AMWA To Extend MXF for Contribution

The Advanced Media Workflow Association (AMWA) is developing a version of the file specification MXF for Contribution (or AS-11) to meet the broader needs of North American and European broadcasters. The all-industry coalition of broadcasters and equipment vendors said it has been taking the pain out of interoperability and universal file exchange by creating constrained versions of MXF that vendors can use to facilitate interoperability between equipment in the program chain.

Brad Gilmer, Executive Director of the AMWA, said that as videotape moves towards end of life, broadcasters are looking to define workable file delivery specifications to facilitate the receipt of content from program makers.

"Broadcasters are finding that file exchange is beset with pitfalls; that was not the case with videotape," said Gilmer. "The AMWA MXF for Contribution, AS-11, constrains MXF for this use case. The fewer variables, the easier it is for vendor to supply compliant equipment to support file exchange across the broadcast production chain."

The AMWA has already released the AS-03 specification defining a format for ready-to-air material, but it said broadcasters still need a specification for a broadcast master file that can be used to prepare the transmission copies.

These issues led the main broadcasters in the UK to form the Digital Production Partnership (DPP), with one of its aims to create a standard specification for file delivery from post-production to the broadcaster. Working with the AMWA, this led to MXF for Contribution Application Specification (AS-11). This defines a constrained MXF file and details video and audio codecs along with necessary metadata. AS-11 files can be edited for breaks, retimed, and may have additional language tracks, captions and subtitles wrapped into the file container.

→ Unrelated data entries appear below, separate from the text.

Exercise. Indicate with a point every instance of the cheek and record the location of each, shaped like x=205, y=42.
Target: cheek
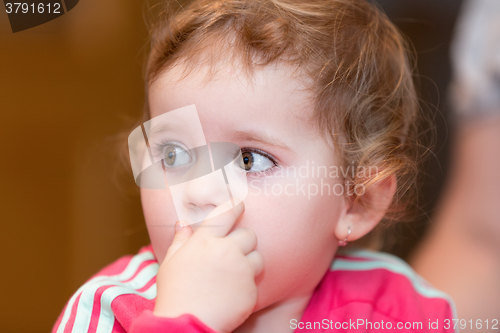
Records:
x=296, y=239
x=160, y=216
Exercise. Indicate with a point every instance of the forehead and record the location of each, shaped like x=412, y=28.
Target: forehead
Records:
x=273, y=98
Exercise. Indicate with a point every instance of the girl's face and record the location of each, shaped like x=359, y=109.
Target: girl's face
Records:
x=293, y=214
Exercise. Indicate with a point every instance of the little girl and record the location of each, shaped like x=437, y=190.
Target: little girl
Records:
x=317, y=97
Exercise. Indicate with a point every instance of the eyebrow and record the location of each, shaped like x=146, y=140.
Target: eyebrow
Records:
x=260, y=137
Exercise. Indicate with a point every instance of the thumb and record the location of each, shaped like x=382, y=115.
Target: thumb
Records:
x=183, y=232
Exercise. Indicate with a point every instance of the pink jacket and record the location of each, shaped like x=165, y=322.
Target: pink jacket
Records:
x=363, y=291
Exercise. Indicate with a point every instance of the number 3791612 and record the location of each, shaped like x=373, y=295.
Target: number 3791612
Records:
x=32, y=8
x=478, y=324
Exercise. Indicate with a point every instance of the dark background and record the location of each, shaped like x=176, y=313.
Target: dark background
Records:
x=66, y=89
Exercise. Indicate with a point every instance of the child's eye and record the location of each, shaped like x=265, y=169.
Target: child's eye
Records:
x=174, y=156
x=254, y=162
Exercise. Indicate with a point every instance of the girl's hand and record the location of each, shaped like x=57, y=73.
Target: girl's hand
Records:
x=210, y=273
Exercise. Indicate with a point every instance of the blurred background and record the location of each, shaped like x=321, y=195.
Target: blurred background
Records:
x=67, y=88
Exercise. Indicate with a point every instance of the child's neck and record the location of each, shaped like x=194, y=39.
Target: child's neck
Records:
x=276, y=317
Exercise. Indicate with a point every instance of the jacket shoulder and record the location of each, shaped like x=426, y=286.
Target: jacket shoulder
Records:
x=384, y=284
x=91, y=307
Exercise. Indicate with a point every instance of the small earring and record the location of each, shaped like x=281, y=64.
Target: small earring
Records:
x=344, y=242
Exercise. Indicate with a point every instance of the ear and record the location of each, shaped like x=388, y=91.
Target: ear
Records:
x=363, y=218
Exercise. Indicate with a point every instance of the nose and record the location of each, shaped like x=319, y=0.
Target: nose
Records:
x=203, y=194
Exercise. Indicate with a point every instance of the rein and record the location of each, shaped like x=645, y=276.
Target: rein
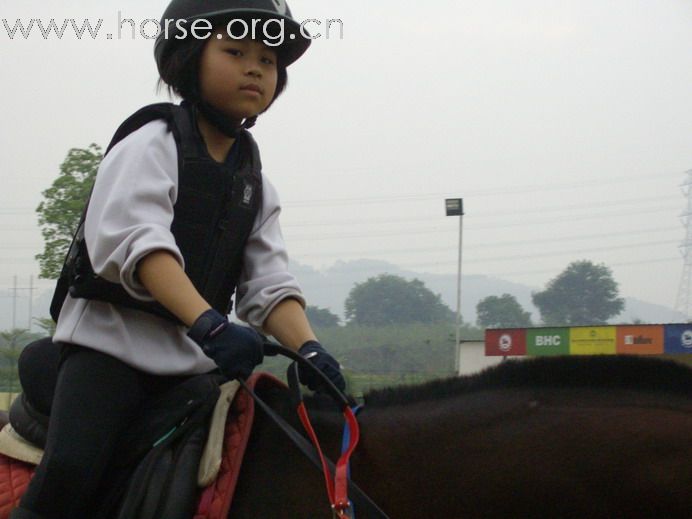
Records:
x=336, y=476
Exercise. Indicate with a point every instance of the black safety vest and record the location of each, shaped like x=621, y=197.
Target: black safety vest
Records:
x=213, y=217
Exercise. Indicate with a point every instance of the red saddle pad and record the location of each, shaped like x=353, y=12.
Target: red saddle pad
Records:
x=214, y=501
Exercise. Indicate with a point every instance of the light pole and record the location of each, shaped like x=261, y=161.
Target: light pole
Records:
x=455, y=207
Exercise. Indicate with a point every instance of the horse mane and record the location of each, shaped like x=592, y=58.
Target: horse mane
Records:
x=606, y=371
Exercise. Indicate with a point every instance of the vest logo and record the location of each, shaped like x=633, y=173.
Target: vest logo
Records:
x=631, y=340
x=548, y=340
x=686, y=338
x=280, y=6
x=505, y=342
x=247, y=195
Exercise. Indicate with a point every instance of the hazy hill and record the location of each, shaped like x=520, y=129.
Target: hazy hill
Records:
x=329, y=289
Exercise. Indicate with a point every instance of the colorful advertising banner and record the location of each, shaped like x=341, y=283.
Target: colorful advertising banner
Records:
x=640, y=340
x=547, y=341
x=625, y=339
x=586, y=340
x=505, y=342
x=678, y=338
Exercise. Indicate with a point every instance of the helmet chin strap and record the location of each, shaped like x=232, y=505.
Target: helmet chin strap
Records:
x=221, y=121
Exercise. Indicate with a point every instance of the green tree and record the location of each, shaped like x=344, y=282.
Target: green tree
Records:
x=11, y=344
x=501, y=312
x=388, y=299
x=46, y=324
x=321, y=317
x=584, y=293
x=62, y=205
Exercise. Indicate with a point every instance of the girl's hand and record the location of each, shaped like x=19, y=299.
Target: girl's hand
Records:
x=235, y=349
x=315, y=353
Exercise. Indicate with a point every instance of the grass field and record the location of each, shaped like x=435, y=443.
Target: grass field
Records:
x=6, y=400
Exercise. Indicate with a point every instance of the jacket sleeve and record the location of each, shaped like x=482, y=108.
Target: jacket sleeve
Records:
x=265, y=280
x=131, y=207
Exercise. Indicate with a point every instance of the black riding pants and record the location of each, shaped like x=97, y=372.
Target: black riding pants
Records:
x=91, y=397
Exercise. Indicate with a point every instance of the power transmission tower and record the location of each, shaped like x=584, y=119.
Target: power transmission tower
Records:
x=684, y=299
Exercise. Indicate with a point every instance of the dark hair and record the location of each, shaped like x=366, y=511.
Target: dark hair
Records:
x=179, y=71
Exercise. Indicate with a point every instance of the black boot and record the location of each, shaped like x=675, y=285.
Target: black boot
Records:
x=23, y=513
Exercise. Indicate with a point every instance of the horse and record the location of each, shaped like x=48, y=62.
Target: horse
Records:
x=578, y=437
x=597, y=437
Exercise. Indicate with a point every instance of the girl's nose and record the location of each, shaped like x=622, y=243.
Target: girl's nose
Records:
x=253, y=69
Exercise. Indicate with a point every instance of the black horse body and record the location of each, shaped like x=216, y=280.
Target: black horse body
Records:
x=574, y=437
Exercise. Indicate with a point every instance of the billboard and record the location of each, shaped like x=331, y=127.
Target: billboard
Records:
x=640, y=340
x=547, y=341
x=624, y=339
x=505, y=342
x=592, y=340
x=678, y=338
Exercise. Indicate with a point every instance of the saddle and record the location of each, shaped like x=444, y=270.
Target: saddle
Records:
x=217, y=465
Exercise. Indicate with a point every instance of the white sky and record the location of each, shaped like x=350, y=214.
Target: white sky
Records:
x=566, y=126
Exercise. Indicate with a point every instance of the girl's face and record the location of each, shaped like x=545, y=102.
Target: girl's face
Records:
x=237, y=77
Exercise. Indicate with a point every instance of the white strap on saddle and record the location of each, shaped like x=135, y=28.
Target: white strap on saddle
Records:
x=210, y=463
x=16, y=447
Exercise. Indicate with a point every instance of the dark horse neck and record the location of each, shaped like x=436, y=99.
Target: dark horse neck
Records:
x=489, y=451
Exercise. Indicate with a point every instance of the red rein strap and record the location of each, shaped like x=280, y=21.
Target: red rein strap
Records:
x=337, y=486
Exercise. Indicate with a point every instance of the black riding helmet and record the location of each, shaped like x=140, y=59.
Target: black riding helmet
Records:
x=184, y=12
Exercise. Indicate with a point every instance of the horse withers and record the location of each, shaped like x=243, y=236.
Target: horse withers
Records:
x=549, y=437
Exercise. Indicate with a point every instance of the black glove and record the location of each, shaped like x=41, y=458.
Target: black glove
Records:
x=235, y=349
x=315, y=353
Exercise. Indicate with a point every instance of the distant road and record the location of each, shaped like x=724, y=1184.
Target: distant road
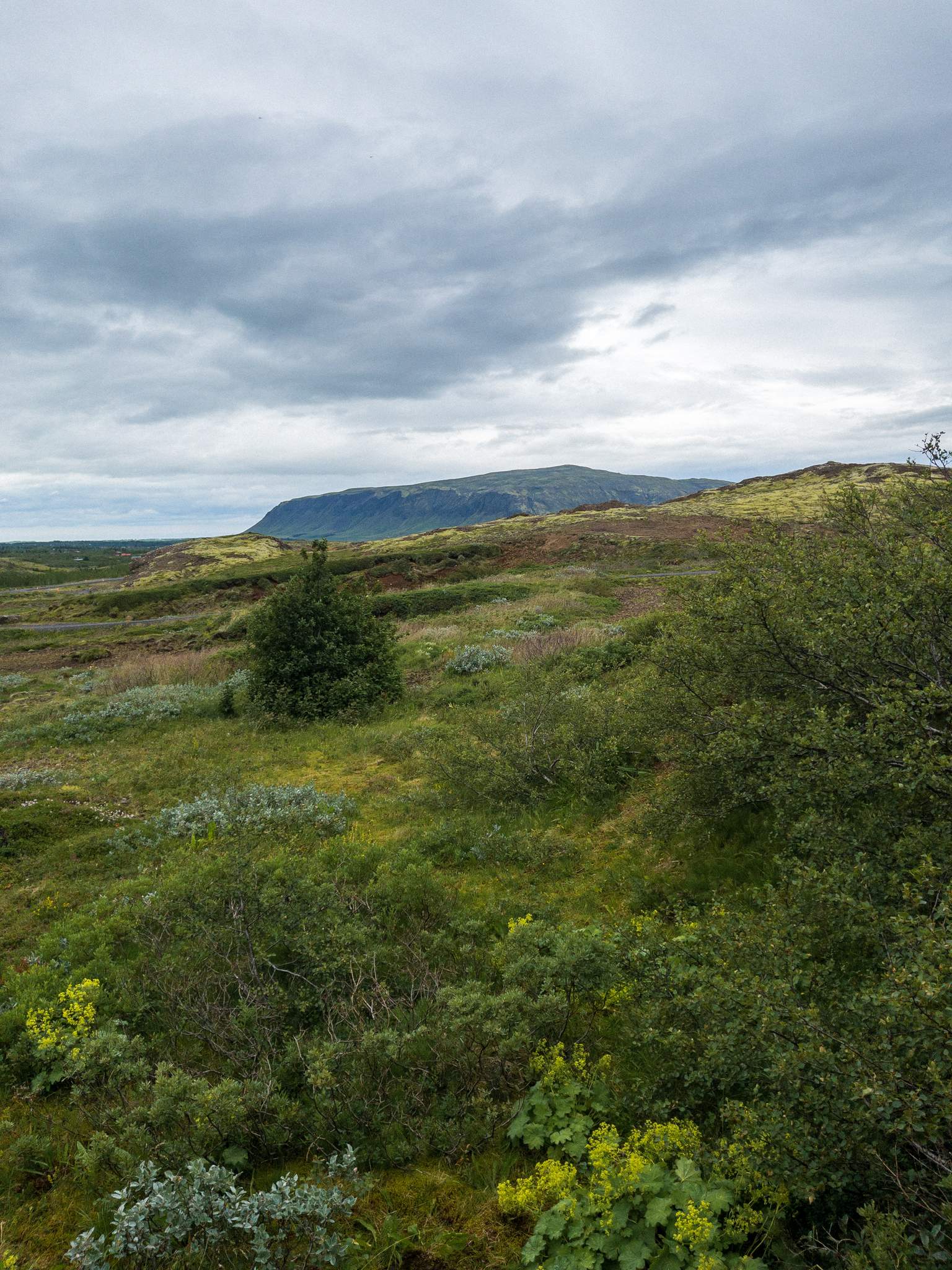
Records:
x=671, y=573
x=90, y=584
x=117, y=621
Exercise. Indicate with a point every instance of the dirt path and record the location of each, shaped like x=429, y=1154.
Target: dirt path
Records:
x=117, y=621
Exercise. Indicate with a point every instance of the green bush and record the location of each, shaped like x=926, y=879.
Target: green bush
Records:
x=550, y=735
x=202, y=1215
x=315, y=648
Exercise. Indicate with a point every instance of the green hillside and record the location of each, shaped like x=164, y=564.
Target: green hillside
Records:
x=357, y=515
x=798, y=495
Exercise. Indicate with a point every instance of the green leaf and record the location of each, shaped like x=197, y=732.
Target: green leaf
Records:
x=658, y=1209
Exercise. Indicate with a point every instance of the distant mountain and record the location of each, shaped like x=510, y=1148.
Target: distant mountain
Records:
x=798, y=495
x=390, y=511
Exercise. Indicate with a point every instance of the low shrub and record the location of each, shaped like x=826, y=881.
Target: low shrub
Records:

The proposed update to AS-11 will extend the specification to better match use cases beyond those of the UK's DPP. In North America, CBC, PBS and Turner Broadcasting have expressed interest in the project. Interest is growing in Europe as well.

The UK development of AS-11 was based on the AVC-Intra codec, but other broadcasters favor the HDCAM 50Mb/s 422 long GOP codec, along with the edit codecs, Avid DNxHD and Apple ProRes so the codec set will be extended.

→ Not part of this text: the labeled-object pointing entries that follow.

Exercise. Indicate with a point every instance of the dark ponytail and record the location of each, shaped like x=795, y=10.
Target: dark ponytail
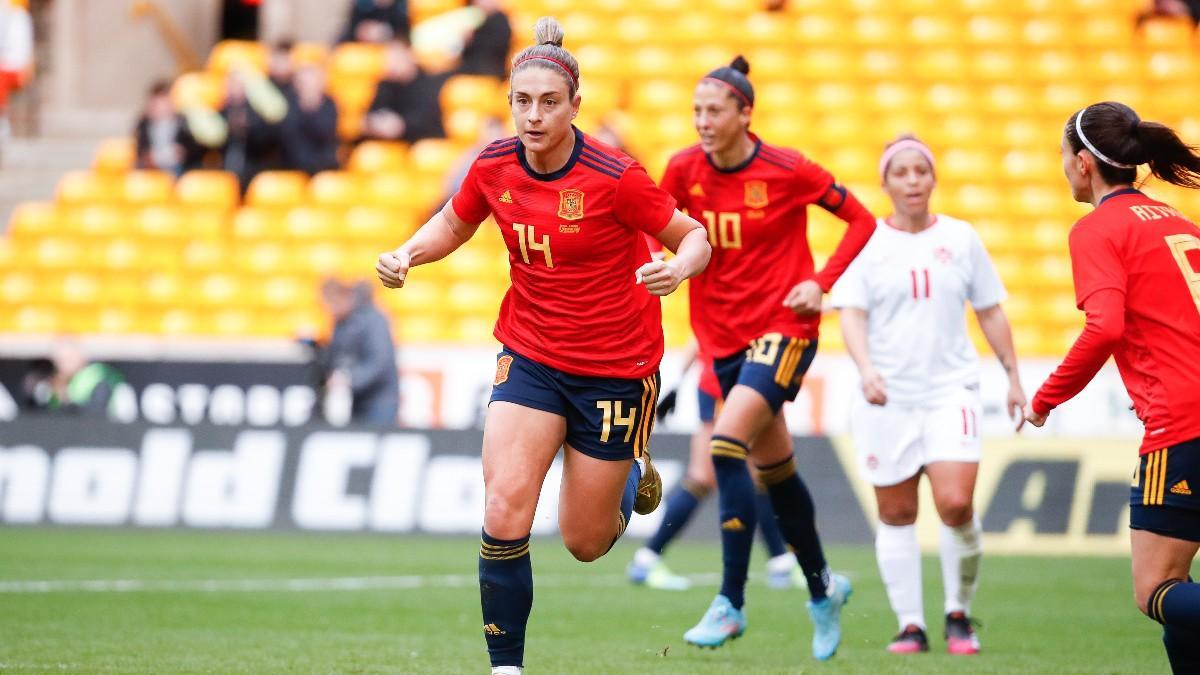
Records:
x=1117, y=136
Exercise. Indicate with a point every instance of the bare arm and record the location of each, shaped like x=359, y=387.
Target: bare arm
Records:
x=853, y=332
x=435, y=240
x=995, y=328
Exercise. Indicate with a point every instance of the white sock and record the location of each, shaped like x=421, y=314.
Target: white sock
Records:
x=899, y=556
x=645, y=557
x=961, y=550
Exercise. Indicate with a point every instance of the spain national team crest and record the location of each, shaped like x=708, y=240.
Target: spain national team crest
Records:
x=502, y=370
x=756, y=195
x=570, y=204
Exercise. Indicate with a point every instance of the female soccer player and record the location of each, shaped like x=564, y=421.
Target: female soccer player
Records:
x=682, y=502
x=581, y=328
x=903, y=315
x=756, y=310
x=1137, y=268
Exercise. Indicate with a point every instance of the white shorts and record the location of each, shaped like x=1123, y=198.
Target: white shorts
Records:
x=894, y=442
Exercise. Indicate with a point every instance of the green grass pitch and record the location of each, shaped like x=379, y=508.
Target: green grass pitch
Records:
x=409, y=604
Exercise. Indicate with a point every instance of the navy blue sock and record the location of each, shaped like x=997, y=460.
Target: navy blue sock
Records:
x=1176, y=603
x=768, y=526
x=681, y=506
x=737, y=507
x=505, y=591
x=797, y=521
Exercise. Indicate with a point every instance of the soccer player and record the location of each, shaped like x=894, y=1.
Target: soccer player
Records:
x=581, y=328
x=647, y=566
x=1137, y=269
x=903, y=305
x=757, y=310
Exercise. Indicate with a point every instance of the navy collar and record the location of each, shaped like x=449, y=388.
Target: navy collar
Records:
x=553, y=174
x=1120, y=193
x=757, y=145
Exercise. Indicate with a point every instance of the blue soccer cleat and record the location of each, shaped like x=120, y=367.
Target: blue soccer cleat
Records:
x=826, y=616
x=721, y=622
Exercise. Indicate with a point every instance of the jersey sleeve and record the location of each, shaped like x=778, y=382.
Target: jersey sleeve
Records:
x=642, y=204
x=851, y=290
x=468, y=202
x=985, y=287
x=1095, y=262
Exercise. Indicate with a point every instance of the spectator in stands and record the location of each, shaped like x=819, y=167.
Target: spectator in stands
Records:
x=281, y=67
x=360, y=356
x=310, y=130
x=163, y=139
x=1189, y=9
x=486, y=49
x=406, y=106
x=253, y=112
x=377, y=21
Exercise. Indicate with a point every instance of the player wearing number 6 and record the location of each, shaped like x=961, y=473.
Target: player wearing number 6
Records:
x=904, y=317
x=1137, y=268
x=756, y=310
x=581, y=328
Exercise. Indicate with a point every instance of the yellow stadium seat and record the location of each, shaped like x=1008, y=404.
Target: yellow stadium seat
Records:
x=145, y=187
x=335, y=189
x=115, y=155
x=208, y=189
x=232, y=54
x=279, y=189
x=377, y=156
x=198, y=89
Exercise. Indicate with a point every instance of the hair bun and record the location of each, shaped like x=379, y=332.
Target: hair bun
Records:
x=549, y=31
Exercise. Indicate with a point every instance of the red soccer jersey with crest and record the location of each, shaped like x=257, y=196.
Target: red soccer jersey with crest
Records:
x=575, y=239
x=1150, y=254
x=756, y=215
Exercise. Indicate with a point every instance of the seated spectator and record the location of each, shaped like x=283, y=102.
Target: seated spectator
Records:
x=406, y=106
x=252, y=113
x=486, y=49
x=310, y=130
x=377, y=21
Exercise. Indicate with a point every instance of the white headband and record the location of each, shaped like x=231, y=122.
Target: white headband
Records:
x=1079, y=131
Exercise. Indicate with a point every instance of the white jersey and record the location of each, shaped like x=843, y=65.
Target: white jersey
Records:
x=915, y=288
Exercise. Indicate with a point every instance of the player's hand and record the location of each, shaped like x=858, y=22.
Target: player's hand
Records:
x=874, y=388
x=393, y=268
x=1032, y=417
x=804, y=298
x=1017, y=405
x=660, y=278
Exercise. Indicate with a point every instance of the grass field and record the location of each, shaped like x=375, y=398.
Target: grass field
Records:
x=196, y=602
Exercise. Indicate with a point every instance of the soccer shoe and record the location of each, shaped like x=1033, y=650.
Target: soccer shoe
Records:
x=649, y=488
x=826, y=616
x=658, y=577
x=910, y=640
x=960, y=638
x=721, y=622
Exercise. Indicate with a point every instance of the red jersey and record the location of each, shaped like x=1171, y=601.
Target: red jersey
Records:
x=575, y=239
x=757, y=225
x=1149, y=255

The project to extend AS-11 looks to combine future requirements into the next release of the specification, and the AMWA is now collecting use cases for MXF file delivery and encourages interested parties to participate.

The original AS-11 has a basic metadata set, plus a DPP specific "shim". A shim allows a user to further constrain the specification by adding house metadata, further limiting codecs to specific bit rates or line and frame rates or defining other such parameters. In an extended AS-11, each broadcaster will constrain the specification with their own shim, as the DPP does today.

AMWA members include Avid Technology, BBC, CBC, Cinegy, EBU, Extreme Reach, Encompass, FOX, Harmonic, IBM, PBS, Quantel, Telestream, Turner Broadcasting and many more.